There is always time to teach an old dog a new trick.
Recently, Jamestown Community College dedicated a portion of the Carnahan Building for use during National Encore Entrepreneur Mentor Day.
NEEMD is an event which is targeted at entrepreneurs over the age of 50 to match those encore entrepreneurs with successful business owners and community leaders for advice and assistance.
At the event at JCC, three mentors were available for questions about starting a new business. Those mentors were Pamela Andolina of the U.S. Small Business Administration, Dick Golas of SCORE and Scott Miller of the NYS Small Business Development Center at JCC. SCORE is a nonprofit association dedicated to helping small businesses get off the ground, grow and achieve their goals through education and mentorship.
"Our main goal is to help people start businesses, help them move on and try to help them if they get in trouble," said Golas.
"That's really what we're trying to get across with (NEEMD). Everything we do is free, because we are funded by the Small Business Administration of the federal government. I find it rewarding to help people get started in fact, I was lucky enough to have one of my clients this year be named client of the year for Western New York."
"Our main goal is to help people start businesses, help them move on and try to help them if they get in trouble."
Golas continued that the overall goal for NEEMD is to mentor over 100 total people in Western New York on successful practices and ideas for starting up a new business.

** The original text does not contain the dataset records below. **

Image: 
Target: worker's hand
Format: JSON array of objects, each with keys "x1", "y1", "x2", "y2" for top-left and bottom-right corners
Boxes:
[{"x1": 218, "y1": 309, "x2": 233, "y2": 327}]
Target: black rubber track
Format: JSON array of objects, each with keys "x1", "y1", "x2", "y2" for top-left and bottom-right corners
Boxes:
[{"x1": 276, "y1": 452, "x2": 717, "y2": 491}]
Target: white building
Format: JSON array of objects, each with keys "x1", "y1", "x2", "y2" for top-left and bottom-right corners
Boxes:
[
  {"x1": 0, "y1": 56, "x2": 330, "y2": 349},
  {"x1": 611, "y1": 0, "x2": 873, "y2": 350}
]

At the beginning of the event at JCC, there were three budding entrepreneurs who were looking for assistance in branching out with a new business. However, NEEMD has shown a great amount of success at a national level.
Events across the country for NEEMD included speed mentoring which allowed mentors and entrepreneurs to share information for five minute sessions, as well as mentor lunches for entrepreneurs to learn from successful business owners.
"The goal is to find out what type of businesses people would like to start," said Golas. "A lot of times people want to start a business but they have no idea what they want to do. So then they struggle. Another problem people run into is that they don't realize how much money it takes to start a business. I say that people should have enough money to run a business for two years, because that's how much time it might take to turn a profit. A lot of people struggle with taxes. These problems are all something that we want to help people overcome."